MPs Right To Question:
Congress Whip Jairam Ramesh has raised the issue of Cabinet ministers not responding to questions in the Rajya Sabha claiming it to be first such incident in 70 years.
- In both Houses, elected members enjoy the right to seek information from various ministries and departments in the form of starred questions, unstarred questions, short notice questions and questions to private members.
- Usually, MPs’ questions form a long list, which then go through a rigorous process of clearance.
- The admissibility of questions in Rajya Sabha is governed by Rules 47-50 of the Rules of Procedure and Conduct of Business in the Council of States.
- Once a question that fulfils the conditions of admissibility is received, the Secretariat sends it to the ministry concerned.
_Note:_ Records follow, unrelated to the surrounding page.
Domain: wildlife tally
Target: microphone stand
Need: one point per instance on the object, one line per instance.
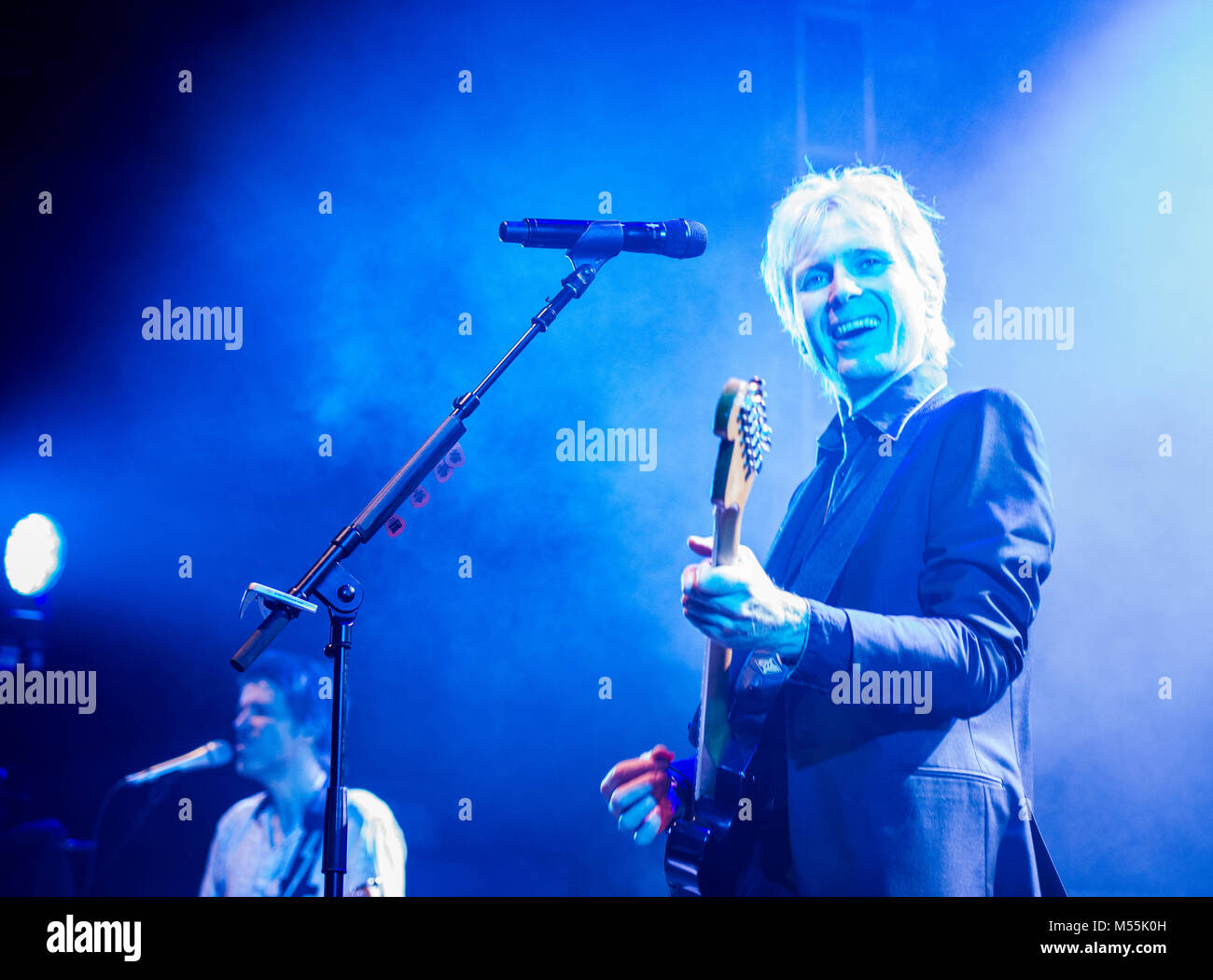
(342, 595)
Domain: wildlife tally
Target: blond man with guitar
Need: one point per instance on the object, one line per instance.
(910, 563)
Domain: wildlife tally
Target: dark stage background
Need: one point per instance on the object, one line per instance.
(486, 688)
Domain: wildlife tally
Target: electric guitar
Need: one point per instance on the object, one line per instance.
(707, 849)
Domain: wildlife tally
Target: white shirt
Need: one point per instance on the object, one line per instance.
(245, 861)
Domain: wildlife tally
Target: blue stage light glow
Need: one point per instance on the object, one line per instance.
(33, 554)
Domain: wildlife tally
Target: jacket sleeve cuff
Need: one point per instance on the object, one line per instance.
(828, 648)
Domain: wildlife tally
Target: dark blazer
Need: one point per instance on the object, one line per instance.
(942, 582)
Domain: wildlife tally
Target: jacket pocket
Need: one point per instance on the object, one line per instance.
(942, 772)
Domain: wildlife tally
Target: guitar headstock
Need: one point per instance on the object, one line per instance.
(745, 440)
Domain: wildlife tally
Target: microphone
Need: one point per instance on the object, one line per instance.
(204, 757)
(677, 239)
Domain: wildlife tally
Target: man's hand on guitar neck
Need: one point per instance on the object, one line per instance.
(638, 793)
(739, 606)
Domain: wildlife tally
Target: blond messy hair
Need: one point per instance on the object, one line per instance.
(862, 190)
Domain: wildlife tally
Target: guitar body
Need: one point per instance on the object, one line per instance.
(711, 846)
(707, 851)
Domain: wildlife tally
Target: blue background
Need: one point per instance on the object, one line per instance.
(488, 688)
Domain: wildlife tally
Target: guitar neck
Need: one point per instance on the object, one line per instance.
(714, 717)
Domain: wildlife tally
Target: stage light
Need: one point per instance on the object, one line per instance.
(33, 554)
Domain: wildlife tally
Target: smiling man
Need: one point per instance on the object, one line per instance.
(911, 558)
(272, 843)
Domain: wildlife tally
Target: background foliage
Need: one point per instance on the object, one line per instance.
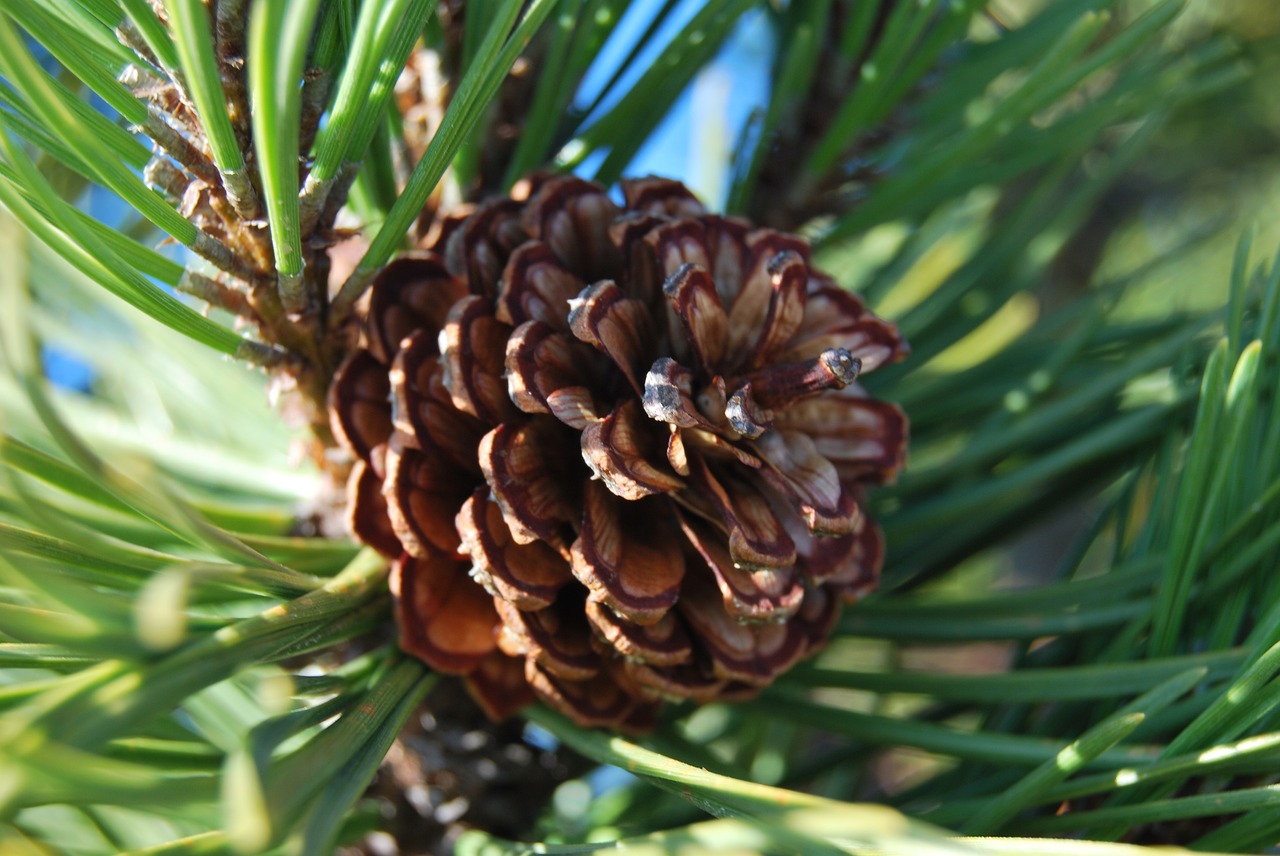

Once the facts are received from the ministry, the question is further examined for admissibility.
- A final list of questions is circulated to ministers, on the basis of which they frame their answers.
- STARRED QUESTION: The member desires an oral answer from the minister. Such a question is distinguished by the MP with an asterisk. The answer can also be followed by supplementary questions from members.
- UNSTARRED QUESTION: The MP seeks a written answer, which is deemed to be laid on the table of the House by the concerned minister.
- SHORT NOTICE QUESTION: These are on an urgent matter of public importance, and an oral answer is sought. A notice of less than 10 days is prescribed as the minimum period for asking such a question.
- QUESTION TO PRIVATE MEMBER: A question can be addressed to a private member under Rule 40 of Lok Sabha’s Rules of Procedure, or under Rule 48 of Rajya Sabha’s Rules, provided that the question deals with a subject relating to some Bill, resolution or other matter for which that member is responsible.